Senin, 22 November 2010

Pembelajaran Etika Berlalulintas

Oleh : KI SUGENG SUBAGYA

Kementerian Pendidikan Nasional bersama dengan Kepolisian Republik Indonesia segera
merealisasikan pendidikan berlalulintas dalam pendidikan nasional. Nota kesepahaman tentang
hal itu telah ditandatangani Mendiknas dengan Kapolri di Jakarta beberapa waktu lalu.

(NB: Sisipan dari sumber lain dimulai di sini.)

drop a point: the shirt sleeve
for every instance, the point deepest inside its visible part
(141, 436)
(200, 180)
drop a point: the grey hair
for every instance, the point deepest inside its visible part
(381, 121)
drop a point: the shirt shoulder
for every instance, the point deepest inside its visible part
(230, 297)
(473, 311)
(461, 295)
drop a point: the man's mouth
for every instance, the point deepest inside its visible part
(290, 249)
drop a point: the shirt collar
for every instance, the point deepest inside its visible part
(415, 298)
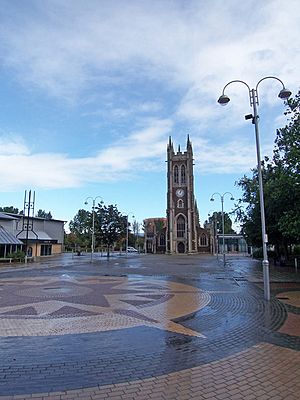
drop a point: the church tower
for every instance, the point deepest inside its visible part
(183, 225)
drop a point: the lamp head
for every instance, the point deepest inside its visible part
(223, 100)
(284, 94)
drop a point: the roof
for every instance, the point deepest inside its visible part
(7, 216)
(19, 216)
(8, 238)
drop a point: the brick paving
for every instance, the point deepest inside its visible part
(148, 327)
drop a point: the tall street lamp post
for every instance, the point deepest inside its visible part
(223, 221)
(93, 222)
(127, 231)
(254, 102)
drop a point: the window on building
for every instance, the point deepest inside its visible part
(182, 174)
(203, 240)
(162, 239)
(46, 249)
(176, 174)
(180, 226)
(180, 203)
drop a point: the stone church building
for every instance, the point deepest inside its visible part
(180, 232)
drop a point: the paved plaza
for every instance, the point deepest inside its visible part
(148, 327)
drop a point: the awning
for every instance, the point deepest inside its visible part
(8, 238)
(34, 235)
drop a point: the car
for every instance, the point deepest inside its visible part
(131, 249)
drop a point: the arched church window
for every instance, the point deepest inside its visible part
(162, 239)
(180, 203)
(176, 174)
(203, 240)
(180, 226)
(183, 179)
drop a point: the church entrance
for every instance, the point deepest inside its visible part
(181, 247)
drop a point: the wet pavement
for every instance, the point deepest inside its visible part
(148, 327)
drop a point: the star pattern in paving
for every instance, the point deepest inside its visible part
(51, 306)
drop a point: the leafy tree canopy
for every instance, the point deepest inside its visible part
(110, 224)
(281, 181)
(216, 220)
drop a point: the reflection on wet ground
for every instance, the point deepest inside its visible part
(68, 324)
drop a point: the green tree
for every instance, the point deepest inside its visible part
(81, 227)
(110, 225)
(281, 181)
(216, 220)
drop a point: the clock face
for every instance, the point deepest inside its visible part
(179, 192)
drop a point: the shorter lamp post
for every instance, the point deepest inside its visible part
(93, 222)
(284, 94)
(214, 225)
(223, 222)
(127, 231)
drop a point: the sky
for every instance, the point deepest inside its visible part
(91, 91)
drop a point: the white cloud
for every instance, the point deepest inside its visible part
(124, 159)
(11, 144)
(65, 47)
(189, 48)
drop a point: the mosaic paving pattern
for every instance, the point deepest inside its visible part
(56, 307)
(209, 336)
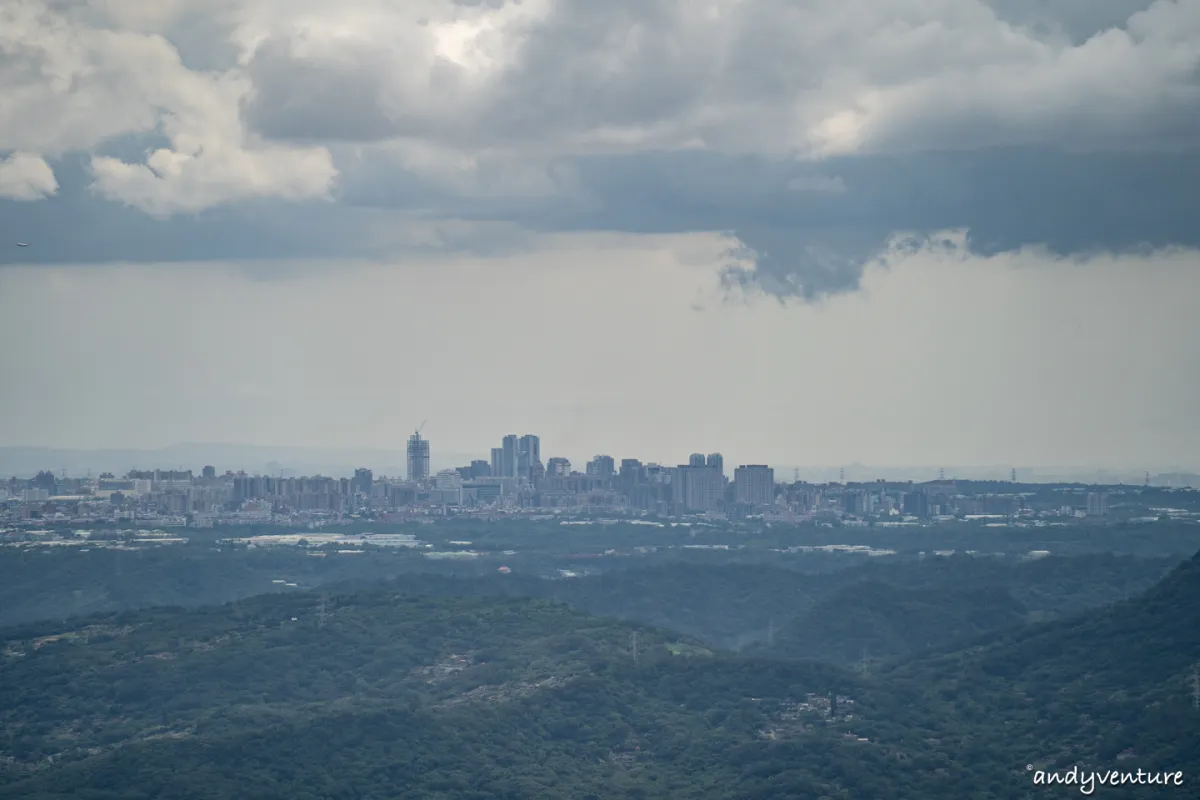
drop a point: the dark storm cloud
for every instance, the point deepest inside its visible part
(809, 241)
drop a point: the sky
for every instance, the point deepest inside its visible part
(880, 232)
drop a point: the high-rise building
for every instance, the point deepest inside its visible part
(697, 487)
(717, 462)
(418, 457)
(603, 467)
(509, 463)
(448, 487)
(631, 473)
(755, 483)
(529, 456)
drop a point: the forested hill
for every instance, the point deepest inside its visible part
(1110, 687)
(727, 605)
(385, 695)
(873, 620)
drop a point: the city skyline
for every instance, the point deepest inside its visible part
(843, 252)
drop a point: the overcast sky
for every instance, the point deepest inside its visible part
(891, 232)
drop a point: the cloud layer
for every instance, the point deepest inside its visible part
(811, 131)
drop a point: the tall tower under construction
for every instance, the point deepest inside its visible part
(418, 457)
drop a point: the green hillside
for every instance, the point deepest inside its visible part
(871, 620)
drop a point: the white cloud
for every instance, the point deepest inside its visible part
(455, 85)
(1014, 354)
(71, 82)
(24, 176)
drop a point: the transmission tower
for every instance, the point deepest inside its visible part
(864, 666)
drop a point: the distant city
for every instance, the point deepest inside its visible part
(515, 480)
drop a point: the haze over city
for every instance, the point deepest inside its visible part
(607, 400)
(802, 238)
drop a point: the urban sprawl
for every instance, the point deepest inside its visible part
(516, 481)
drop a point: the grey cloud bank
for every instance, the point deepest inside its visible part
(811, 132)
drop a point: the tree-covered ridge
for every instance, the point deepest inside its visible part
(387, 695)
(873, 620)
(382, 695)
(729, 605)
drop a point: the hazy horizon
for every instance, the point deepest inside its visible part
(323, 224)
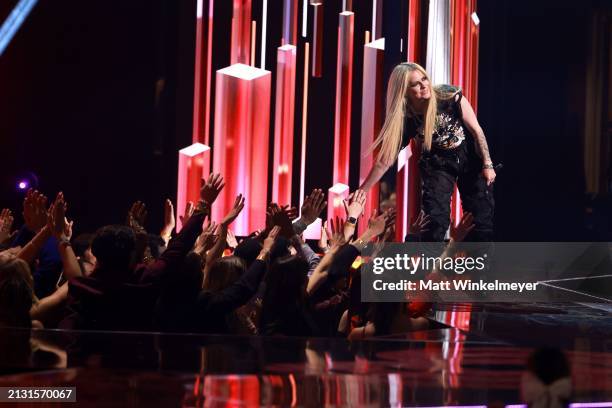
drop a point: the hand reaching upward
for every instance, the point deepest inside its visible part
(211, 188)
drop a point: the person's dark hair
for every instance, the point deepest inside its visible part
(285, 283)
(248, 250)
(155, 242)
(280, 249)
(16, 293)
(113, 246)
(548, 364)
(82, 243)
(223, 272)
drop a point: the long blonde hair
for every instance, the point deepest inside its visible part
(390, 137)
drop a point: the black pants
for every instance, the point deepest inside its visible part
(440, 169)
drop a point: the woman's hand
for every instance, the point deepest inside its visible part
(489, 176)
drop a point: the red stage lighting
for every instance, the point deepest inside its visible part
(242, 124)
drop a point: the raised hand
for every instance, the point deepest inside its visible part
(234, 212)
(6, 224)
(35, 210)
(169, 221)
(336, 237)
(270, 239)
(419, 224)
(312, 206)
(207, 238)
(323, 241)
(189, 209)
(357, 204)
(459, 232)
(280, 217)
(137, 217)
(231, 240)
(60, 228)
(376, 224)
(211, 188)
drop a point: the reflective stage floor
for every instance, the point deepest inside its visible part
(474, 355)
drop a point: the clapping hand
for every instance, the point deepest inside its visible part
(234, 212)
(312, 206)
(60, 227)
(377, 224)
(137, 216)
(35, 210)
(207, 238)
(211, 188)
(281, 217)
(336, 237)
(189, 209)
(6, 225)
(357, 204)
(270, 239)
(323, 241)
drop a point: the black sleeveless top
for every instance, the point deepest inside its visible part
(449, 131)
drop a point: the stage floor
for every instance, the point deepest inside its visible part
(473, 356)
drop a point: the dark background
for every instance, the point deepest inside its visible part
(96, 98)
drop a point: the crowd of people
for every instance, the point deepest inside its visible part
(201, 278)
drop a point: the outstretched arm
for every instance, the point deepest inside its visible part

PERILAKU berlalulintas masyarakat
kita buruk. Cara menggunakan jalan
dalam berlalulintas adalah cermin
dari budaya bangsa. Kesantunan
dalam berlalu lintas yang dilakukan adalah
potret kepribadian diri yang sekaligus
menggambarkan budaya bangsa. Kalau
buruk cara kita berlalulintas maka buruklah
kepribadian kita dan secara kolektif
keburukan ini menggambarkan buruknya
budaya bangsa.

Salah satu indikator buruknya perilaku
berlalulintas adalah tingginya pelanggaran
terhadap norma-norma berlalulintas yang
ditunjukkan oleh perilaku berlalu lintas
yang tidak aman dan mengabaikan sopan
santun menggunakan jalan raya. Sebagai
akibat lanjutannya, angka korban kecelakaan
lalulintas dari tahun ketahun meningkat
seiring dengan tingginya angka kecelakaan
lalu lintas itu sendiri.

Menurut Kapolri, pada tahun 2007
terdapat 20.000 orang korban kecelakaan
lalulintas. Angka itu naik menjadi 20.188
orang pada tahun 2008. Tahun 2009, lebih
tinggi lagi angkanya, mendekati 21.000
orang. Lima persen dari jumlah korban
kecelakaan lalu lintas adalah pelajar dan
mahasiswa.

Untuk itu pendidikan berlalulintas perlu
diberikan kepada para pelajar, terutama
tentang etika berlalulintas. Hal ini tidak
semata untuk mengurangi angka korban
kecelakaan semata, tetapi yang lebih
penting adalah membangun karakter peserta didik

Strategi Pembelajaran

Di negara yang menganut azas tertib
berbangsa dan bernegara, cara berlalulintas
yang baik dan benar diajarkan di sekolah
sejak dini. Pendidikan berlalu lintas adalah
proses untuk melatih diri menghargai hakhak
orang lain, dan etika pergaulan
memanfaatkan fasilitas publik yang baik.
Kalau sejak kecil sudah tidak menghargai
hak-hak orang lain, dan tidak berpegang
pada etika dalam memperlakukan orang
lain, maka bukan tidak mungkin akan
menimbulkan perilaku yang biasa
mengambil hak-hak orang lain atau korup
kelak kemudian hari.

Meskipun anak-anak usia dini belum
tahu bahaya di jalan raya. Tetapi paling
tidak, ia faham betapa sakitnya terjatuh di
jalan. Lebih dari itu, menanamkan tingkah
laku tertib di jalan, sekaligus menanamkan
nilai tenggang rasa. Tidak hanya demi
keselamatan pribadi tetapi juga orang lain.
Memberi pengetahuan tentang etika
berlalu lintas sudah baik, tetapi belum cukup
untuk membenahi perilaku buruk berlalu
lintas. Oleh karena itu wujud pendidikan
etika berlalu lintas harus diperjelas.
Implementasinya bukan hanya pada ranah
kognitif saja, melainkan harus berdampak
positif terhadap ranah afektif dan
psikomotorik yang berupa sikap dan perilaku
peserta didik dalam kehidupan sehari-hari.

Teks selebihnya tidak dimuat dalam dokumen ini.